The United Arab Emirates has reportedly shown interest in cooperating with South Korea on its KAI KF-21 Boramae fighter jet development program, potentially becoming the third member of that project.

The Financial News, a South Korean daily, claimed in a report on Thursday that South Korea’s Office of National Security received a letter from the UAE’s Tawazun Economic Council outlining Abu Dhabi’s interest in direct cooperation on the KF-21’s development.

Interestingly, the report claimed the letter even suggested Abu Dhabi could replace Indonesia’s investment in the program.

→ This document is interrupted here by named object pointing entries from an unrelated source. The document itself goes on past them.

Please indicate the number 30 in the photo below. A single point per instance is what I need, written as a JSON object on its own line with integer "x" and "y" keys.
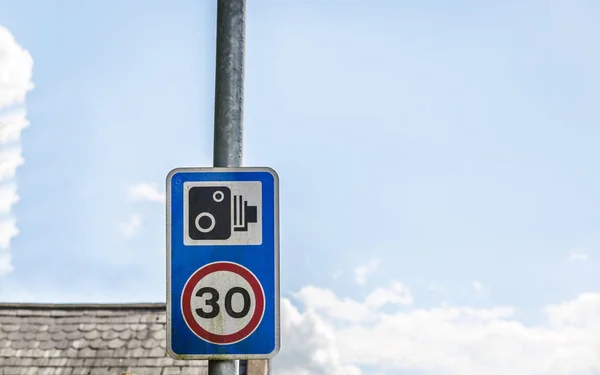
{"x": 215, "y": 309}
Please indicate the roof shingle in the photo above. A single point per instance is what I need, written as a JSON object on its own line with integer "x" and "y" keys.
{"x": 87, "y": 339}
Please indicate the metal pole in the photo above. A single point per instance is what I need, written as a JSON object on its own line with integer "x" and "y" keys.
{"x": 229, "y": 83}
{"x": 229, "y": 109}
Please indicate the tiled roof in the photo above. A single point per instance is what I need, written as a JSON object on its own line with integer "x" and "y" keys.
{"x": 87, "y": 339}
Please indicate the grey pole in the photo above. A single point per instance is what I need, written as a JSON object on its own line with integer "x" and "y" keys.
{"x": 229, "y": 108}
{"x": 229, "y": 83}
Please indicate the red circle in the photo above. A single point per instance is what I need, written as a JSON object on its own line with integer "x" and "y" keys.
{"x": 186, "y": 303}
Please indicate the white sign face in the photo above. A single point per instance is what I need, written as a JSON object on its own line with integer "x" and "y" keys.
{"x": 223, "y": 303}
{"x": 222, "y": 213}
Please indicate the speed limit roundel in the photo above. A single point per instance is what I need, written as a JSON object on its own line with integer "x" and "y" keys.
{"x": 223, "y": 303}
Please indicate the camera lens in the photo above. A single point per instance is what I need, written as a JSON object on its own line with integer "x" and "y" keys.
{"x": 205, "y": 229}
{"x": 218, "y": 196}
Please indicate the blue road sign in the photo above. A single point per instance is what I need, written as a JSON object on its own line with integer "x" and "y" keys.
{"x": 222, "y": 263}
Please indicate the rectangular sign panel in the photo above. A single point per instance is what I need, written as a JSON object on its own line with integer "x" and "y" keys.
{"x": 222, "y": 263}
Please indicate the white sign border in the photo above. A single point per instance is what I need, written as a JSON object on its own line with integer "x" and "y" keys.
{"x": 168, "y": 205}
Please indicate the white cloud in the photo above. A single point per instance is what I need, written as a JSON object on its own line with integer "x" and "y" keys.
{"x": 131, "y": 226}
{"x": 146, "y": 191}
{"x": 361, "y": 272}
{"x": 11, "y": 126}
{"x": 8, "y": 197}
{"x": 10, "y": 160}
{"x": 309, "y": 347}
{"x": 477, "y": 286}
{"x": 16, "y": 67}
{"x": 398, "y": 294}
{"x": 577, "y": 256}
{"x": 442, "y": 340}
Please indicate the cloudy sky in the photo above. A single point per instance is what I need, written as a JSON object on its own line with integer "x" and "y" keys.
{"x": 438, "y": 164}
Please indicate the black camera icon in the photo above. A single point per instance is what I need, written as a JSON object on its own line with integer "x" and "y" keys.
{"x": 213, "y": 213}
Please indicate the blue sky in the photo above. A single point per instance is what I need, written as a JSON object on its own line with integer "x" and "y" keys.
{"x": 450, "y": 146}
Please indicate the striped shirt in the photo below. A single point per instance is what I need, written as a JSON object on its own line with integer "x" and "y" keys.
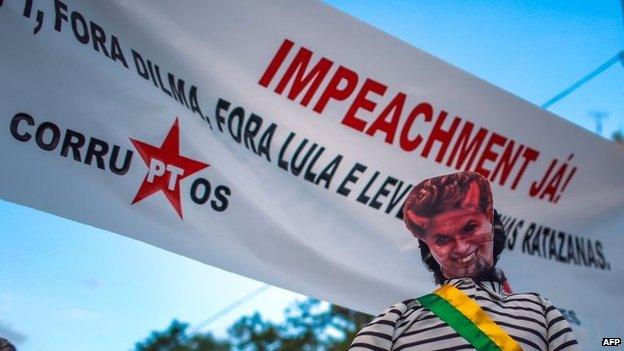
{"x": 529, "y": 318}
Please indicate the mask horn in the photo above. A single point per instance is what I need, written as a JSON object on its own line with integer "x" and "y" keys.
{"x": 472, "y": 197}
{"x": 420, "y": 221}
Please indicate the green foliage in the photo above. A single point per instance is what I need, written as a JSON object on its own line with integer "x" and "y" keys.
{"x": 308, "y": 325}
{"x": 174, "y": 339}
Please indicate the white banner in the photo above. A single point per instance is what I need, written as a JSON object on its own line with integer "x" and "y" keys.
{"x": 279, "y": 140}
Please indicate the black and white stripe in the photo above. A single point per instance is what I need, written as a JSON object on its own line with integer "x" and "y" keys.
{"x": 528, "y": 318}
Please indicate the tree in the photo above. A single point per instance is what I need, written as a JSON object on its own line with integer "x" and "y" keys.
{"x": 174, "y": 339}
{"x": 308, "y": 325}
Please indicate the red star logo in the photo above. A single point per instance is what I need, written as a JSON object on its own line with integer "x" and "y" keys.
{"x": 166, "y": 168}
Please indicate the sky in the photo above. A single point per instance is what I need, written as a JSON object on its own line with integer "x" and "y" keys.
{"x": 68, "y": 286}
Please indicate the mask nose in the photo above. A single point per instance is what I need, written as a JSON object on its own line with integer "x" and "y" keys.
{"x": 462, "y": 248}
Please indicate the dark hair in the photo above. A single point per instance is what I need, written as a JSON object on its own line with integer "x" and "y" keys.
{"x": 491, "y": 274}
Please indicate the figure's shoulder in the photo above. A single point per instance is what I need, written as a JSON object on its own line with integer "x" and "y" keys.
{"x": 531, "y": 298}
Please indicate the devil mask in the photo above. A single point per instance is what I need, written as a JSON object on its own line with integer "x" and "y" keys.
{"x": 453, "y": 215}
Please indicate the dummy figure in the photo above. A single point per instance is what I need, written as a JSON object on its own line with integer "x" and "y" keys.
{"x": 461, "y": 237}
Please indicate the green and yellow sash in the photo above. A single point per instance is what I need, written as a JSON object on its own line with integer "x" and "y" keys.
{"x": 464, "y": 315}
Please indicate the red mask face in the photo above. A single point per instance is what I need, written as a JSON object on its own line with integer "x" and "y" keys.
{"x": 461, "y": 241}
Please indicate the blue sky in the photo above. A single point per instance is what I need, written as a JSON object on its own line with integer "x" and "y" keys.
{"x": 67, "y": 286}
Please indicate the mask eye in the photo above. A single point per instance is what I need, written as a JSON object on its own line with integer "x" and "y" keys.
{"x": 469, "y": 228}
{"x": 441, "y": 240}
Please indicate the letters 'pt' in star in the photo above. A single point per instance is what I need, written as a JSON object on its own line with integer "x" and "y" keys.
{"x": 166, "y": 168}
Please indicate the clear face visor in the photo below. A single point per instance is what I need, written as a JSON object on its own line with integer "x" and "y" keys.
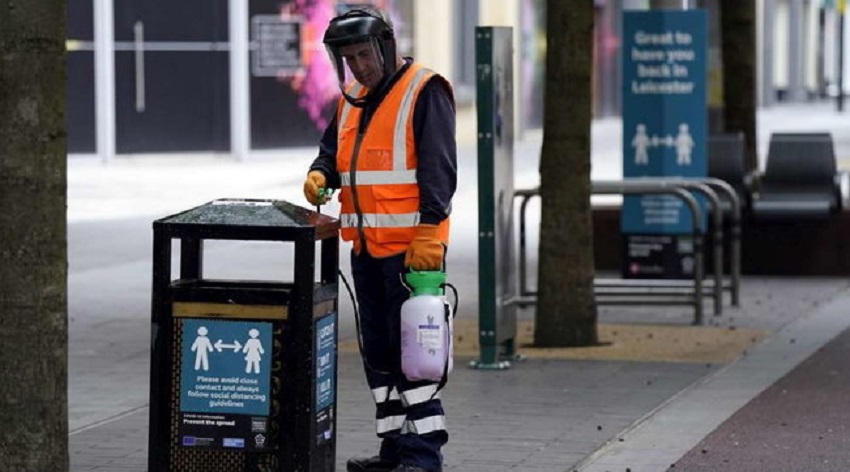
{"x": 361, "y": 62}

Indonesia has a 20 percent stake but has failed to fulfill its financial commitments. Jakarta, which has had plans to acquire as many as 50 KF-21s, joined the program in 2010 but later began falling behind on payments in 2017, reaching an estimated $557 million in unpaid dues by July 2022. In May, Jakarta tried to ease concerns in Seoul by promising a new payment timetable.

The Financial News report estimates Indonesia’s unpaid contributions currently amount to around 990 billion South Korean won, roughly $745 million.

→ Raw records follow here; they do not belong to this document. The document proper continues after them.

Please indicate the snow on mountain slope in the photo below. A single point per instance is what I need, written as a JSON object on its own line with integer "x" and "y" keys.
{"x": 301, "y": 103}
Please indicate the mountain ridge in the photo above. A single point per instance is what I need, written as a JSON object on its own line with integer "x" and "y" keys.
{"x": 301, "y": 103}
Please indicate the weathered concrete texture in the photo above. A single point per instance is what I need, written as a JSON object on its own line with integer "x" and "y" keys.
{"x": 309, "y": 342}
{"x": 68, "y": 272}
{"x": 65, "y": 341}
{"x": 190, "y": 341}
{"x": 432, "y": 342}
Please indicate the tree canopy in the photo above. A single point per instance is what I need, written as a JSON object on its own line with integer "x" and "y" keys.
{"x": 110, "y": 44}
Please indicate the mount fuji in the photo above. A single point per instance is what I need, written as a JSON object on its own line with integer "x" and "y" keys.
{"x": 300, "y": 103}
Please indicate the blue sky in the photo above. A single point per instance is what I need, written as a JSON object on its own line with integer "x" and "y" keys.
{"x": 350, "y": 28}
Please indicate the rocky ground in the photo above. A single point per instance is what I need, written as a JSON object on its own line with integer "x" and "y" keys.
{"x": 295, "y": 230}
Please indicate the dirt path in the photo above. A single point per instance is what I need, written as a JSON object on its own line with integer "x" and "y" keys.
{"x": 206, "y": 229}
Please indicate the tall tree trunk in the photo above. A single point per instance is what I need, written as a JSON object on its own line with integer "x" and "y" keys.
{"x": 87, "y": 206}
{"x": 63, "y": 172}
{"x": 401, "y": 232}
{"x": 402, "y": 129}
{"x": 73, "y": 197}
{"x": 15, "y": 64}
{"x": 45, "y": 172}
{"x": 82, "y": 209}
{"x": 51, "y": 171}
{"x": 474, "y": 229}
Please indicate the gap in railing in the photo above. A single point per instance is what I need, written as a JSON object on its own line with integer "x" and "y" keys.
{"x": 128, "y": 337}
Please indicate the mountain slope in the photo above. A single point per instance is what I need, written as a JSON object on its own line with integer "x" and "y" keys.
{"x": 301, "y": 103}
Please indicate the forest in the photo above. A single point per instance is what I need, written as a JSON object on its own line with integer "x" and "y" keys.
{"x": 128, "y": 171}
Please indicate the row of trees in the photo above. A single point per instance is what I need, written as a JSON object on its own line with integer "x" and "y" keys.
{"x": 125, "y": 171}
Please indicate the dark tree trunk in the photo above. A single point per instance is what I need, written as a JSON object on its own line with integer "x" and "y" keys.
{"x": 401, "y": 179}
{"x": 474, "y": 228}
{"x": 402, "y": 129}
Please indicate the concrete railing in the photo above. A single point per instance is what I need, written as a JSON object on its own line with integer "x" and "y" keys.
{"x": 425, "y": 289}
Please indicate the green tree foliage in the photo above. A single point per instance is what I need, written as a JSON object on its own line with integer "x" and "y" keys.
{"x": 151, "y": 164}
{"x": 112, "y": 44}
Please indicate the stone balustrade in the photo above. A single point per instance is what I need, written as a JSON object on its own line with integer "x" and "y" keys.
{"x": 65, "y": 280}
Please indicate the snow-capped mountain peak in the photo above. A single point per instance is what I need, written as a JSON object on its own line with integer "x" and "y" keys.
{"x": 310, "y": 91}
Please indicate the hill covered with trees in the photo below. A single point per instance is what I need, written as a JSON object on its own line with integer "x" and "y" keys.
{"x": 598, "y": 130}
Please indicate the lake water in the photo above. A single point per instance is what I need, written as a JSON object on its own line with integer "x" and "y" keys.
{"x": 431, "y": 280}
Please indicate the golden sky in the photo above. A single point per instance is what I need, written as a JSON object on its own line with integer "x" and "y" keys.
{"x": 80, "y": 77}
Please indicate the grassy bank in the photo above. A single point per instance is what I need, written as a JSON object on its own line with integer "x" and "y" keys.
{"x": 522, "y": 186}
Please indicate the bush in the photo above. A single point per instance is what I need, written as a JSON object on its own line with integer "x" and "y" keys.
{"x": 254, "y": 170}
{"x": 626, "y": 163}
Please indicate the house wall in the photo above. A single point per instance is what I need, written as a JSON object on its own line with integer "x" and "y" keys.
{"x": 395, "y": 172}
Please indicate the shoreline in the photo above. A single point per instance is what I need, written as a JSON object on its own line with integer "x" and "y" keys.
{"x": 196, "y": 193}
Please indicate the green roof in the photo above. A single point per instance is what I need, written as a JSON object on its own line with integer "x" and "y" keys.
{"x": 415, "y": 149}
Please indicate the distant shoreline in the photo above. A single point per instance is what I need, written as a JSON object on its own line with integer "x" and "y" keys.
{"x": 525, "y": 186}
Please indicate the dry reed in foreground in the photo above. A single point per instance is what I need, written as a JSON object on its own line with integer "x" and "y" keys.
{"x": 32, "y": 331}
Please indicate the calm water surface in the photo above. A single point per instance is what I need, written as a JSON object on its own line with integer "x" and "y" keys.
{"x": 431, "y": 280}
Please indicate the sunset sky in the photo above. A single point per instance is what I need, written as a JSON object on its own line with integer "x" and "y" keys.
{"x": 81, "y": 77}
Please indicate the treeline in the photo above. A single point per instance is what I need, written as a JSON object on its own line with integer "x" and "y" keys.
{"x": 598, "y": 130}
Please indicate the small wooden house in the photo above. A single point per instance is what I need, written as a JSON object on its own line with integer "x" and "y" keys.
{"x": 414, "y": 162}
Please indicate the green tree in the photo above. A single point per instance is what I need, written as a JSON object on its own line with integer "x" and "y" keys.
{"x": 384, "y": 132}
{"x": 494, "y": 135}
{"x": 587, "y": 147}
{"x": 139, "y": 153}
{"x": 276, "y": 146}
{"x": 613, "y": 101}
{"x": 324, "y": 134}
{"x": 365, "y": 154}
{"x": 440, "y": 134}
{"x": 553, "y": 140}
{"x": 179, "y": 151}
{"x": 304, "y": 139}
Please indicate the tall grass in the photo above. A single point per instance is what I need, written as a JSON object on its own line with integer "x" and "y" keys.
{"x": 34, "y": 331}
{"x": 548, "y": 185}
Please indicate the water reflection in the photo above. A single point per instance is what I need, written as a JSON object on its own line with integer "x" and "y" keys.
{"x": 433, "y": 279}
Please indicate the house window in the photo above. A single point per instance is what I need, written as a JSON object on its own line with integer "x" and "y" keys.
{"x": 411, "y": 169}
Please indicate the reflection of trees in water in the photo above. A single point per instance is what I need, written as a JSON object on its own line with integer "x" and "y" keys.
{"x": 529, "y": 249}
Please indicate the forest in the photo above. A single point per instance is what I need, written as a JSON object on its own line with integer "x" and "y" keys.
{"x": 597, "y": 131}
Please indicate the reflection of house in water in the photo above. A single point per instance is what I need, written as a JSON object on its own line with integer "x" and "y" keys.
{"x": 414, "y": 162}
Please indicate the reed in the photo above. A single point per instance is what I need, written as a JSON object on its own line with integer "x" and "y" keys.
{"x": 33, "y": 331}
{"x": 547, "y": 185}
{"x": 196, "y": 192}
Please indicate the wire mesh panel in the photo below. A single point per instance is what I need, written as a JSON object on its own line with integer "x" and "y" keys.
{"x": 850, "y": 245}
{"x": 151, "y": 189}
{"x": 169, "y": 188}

The UAE’s reported interest hardly comes as a surprise. After all, in January, Abu Dhabi pledged to invest $30 billion in South Korean industries, including defense. In January 2022, the wealthy Arab country signed a $3.5 billion contract for South Korea’s Cheongung II KM-SAM air defense missile system, the largest-ever arms export deal for Seoul at the time.

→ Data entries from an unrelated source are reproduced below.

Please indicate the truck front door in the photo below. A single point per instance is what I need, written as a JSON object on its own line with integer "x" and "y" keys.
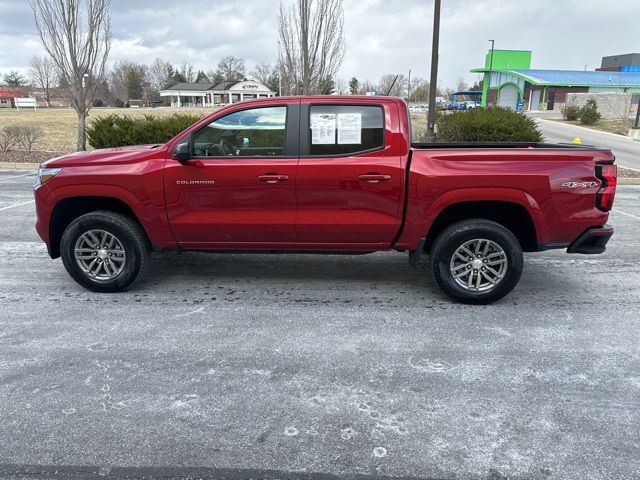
{"x": 238, "y": 188}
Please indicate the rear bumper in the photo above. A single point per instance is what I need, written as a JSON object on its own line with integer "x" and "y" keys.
{"x": 592, "y": 241}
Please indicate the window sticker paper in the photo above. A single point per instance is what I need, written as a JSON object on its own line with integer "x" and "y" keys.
{"x": 349, "y": 128}
{"x": 323, "y": 129}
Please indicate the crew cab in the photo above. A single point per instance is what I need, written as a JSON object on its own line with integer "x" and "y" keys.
{"x": 325, "y": 174}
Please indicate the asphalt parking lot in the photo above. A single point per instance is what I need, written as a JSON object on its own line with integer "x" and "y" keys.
{"x": 292, "y": 366}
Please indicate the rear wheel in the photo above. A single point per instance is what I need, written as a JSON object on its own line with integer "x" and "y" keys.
{"x": 104, "y": 251}
{"x": 476, "y": 261}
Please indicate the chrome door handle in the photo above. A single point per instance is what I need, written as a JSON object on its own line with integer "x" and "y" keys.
{"x": 374, "y": 177}
{"x": 273, "y": 178}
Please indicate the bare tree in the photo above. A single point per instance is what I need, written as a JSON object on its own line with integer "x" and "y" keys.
{"x": 77, "y": 37}
{"x": 43, "y": 75}
{"x": 263, "y": 73}
{"x": 387, "y": 85}
{"x": 312, "y": 38}
{"x": 160, "y": 74}
{"x": 367, "y": 86}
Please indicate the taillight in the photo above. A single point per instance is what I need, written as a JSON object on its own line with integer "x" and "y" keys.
{"x": 608, "y": 175}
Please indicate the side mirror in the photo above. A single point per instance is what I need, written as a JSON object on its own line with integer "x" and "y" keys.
{"x": 182, "y": 152}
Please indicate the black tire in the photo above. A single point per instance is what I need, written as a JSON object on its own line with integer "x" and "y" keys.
{"x": 455, "y": 236}
{"x": 128, "y": 232}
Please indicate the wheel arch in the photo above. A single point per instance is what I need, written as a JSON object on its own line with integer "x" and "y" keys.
{"x": 68, "y": 209}
{"x": 511, "y": 215}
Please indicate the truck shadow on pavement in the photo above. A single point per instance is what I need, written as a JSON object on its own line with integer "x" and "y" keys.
{"x": 73, "y": 472}
{"x": 386, "y": 274}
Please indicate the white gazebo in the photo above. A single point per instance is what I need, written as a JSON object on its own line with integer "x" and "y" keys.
{"x": 209, "y": 94}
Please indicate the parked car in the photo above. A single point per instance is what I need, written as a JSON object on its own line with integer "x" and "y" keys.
{"x": 325, "y": 174}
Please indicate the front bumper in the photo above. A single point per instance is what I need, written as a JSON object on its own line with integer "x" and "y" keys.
{"x": 592, "y": 241}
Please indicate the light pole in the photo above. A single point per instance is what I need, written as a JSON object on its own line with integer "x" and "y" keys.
{"x": 488, "y": 87}
{"x": 431, "y": 114}
{"x": 493, "y": 42}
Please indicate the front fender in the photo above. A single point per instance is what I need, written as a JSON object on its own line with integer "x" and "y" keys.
{"x": 149, "y": 212}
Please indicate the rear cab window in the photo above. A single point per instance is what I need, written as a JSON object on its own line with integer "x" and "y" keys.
{"x": 345, "y": 129}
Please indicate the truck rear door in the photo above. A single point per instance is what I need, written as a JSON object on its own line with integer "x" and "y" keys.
{"x": 350, "y": 181}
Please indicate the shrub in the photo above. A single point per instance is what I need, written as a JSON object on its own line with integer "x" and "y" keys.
{"x": 570, "y": 111}
{"x": 120, "y": 130}
{"x": 589, "y": 114}
{"x": 494, "y": 124}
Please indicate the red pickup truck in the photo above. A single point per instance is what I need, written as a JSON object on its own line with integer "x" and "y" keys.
{"x": 325, "y": 174}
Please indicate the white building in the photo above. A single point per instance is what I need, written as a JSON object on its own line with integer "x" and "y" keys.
{"x": 209, "y": 94}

As these multi-billion-dollar investments in South Korean industries aptly demonstrate, the UAE would hardly have any serious difficulty ponying up what Indonesia owes the Boramae program. Furthermore, Abu Dhabi would undoubtedly be interested in co-producing the fighter since it would help further develop its domestic defense industry through substantive technology transfers, which Seoul has repeatedly proven generous with providing its clients.

The UAE suspended talks over a landmark deal for 50 fifth-generation F-35 Lightning II stealth jets from the United States in late 2021 over disagreements on American preconditions and Emirati cooperation with China.